Introducing Cervista HPV

Cervista HPV HR

Clinical Integrity and Reliable Results

When relying on a diagnostic test to make clinical management decisions, nothing is more important than the integrity and accuracy of the results. In one of the largest and most demographically diverse clinical trials since the landmark ASC-US LSIL Triage Study (ALTS) trial, Cervista® HPV HR achieved all clinical objectives. The trial included 89 collection centers in 23 states and enrolled approximately 4,000 patients. Cervista HPV HR attained 100% sensitivity for CIN3+, an immediate precursor to cervical cancer, and demonstrated comparable outcomes as seen in the ALTS trial. 1,2

Clinical Trial Results

Cervista HPV HR achieved 100% sensitivity and 100% negative predictive value for the detection of CIN3+, an immediate precursor to carcinoma in situ.1,2

Comparison of Cervista HPV HR Clinical Trial and ALTS

Organized and funded by the National Cancer Institute, the four-year ALTS trial studied more than 5,000 patients. Designed to help women and physicians make informed decisions about slightly abnormal pap results, the trial remains the benchmark ASC-US triage study. Here’s how Cervista HPV HR clinical trial results compare with ALTS findings.

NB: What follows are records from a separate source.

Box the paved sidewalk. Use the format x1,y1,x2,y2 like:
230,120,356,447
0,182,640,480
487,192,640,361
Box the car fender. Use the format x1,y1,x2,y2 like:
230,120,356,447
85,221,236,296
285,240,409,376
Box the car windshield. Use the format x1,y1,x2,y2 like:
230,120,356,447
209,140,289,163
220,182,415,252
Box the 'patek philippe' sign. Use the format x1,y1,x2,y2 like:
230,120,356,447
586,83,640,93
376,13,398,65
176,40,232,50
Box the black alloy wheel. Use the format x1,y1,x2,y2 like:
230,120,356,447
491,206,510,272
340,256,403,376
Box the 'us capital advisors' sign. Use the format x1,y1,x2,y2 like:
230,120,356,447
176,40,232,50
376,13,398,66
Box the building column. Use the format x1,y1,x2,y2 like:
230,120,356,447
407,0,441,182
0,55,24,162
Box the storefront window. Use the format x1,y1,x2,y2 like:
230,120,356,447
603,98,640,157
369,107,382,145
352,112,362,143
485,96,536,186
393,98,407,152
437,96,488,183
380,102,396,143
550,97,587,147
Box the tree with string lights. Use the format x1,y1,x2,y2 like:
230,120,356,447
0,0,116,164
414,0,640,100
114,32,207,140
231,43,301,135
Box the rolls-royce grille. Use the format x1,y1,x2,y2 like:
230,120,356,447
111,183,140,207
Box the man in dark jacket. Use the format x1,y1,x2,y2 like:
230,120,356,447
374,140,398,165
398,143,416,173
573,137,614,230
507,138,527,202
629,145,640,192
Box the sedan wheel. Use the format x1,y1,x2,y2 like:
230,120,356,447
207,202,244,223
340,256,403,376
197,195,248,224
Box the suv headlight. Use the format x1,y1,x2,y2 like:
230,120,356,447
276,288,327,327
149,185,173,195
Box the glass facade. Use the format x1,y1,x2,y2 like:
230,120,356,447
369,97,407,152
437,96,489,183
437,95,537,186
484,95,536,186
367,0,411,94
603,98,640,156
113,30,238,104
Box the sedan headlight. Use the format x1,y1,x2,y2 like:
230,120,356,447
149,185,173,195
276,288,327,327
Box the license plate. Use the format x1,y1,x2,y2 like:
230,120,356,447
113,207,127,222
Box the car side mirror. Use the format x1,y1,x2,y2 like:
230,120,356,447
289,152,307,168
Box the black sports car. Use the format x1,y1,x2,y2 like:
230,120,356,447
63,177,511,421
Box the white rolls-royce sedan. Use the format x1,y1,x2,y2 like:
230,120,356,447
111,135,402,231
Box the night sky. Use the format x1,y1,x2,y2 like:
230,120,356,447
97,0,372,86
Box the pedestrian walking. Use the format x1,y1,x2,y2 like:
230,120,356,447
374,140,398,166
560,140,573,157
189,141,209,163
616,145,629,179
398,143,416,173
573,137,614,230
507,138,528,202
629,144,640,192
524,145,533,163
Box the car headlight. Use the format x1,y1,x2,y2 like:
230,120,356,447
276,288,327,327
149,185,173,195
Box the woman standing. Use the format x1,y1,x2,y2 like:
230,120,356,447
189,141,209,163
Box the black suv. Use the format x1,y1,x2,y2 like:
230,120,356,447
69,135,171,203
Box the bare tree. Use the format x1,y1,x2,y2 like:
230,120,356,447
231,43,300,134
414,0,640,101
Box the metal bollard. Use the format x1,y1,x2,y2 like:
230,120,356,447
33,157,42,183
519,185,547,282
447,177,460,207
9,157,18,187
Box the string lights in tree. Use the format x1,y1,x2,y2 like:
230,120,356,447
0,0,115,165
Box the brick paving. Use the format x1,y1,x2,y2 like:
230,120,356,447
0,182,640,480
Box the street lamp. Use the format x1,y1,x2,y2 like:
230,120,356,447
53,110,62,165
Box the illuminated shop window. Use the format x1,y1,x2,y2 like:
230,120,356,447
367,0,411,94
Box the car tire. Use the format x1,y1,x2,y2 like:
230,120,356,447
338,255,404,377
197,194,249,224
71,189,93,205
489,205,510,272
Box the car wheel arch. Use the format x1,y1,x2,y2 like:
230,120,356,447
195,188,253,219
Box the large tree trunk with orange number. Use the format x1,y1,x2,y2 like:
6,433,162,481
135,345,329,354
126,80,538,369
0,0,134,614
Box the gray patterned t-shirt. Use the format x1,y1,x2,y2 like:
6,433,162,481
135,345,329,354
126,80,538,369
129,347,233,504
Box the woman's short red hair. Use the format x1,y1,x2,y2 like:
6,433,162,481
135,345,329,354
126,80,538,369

With a rigorous clinical trial design, Cervista HPV HR demonstrated clear clinical utility based on highly accurate results that correlate favorably with ALTS data.


1. 100% CIN3 Detection in ASC-US: 95% CI (85.1% - 100%)

2. Consult package insert for full clinical details: Cervista®

Learn more about the advanced clinical performance and improved workflow offered by Cervista HPV HR in the laboratory.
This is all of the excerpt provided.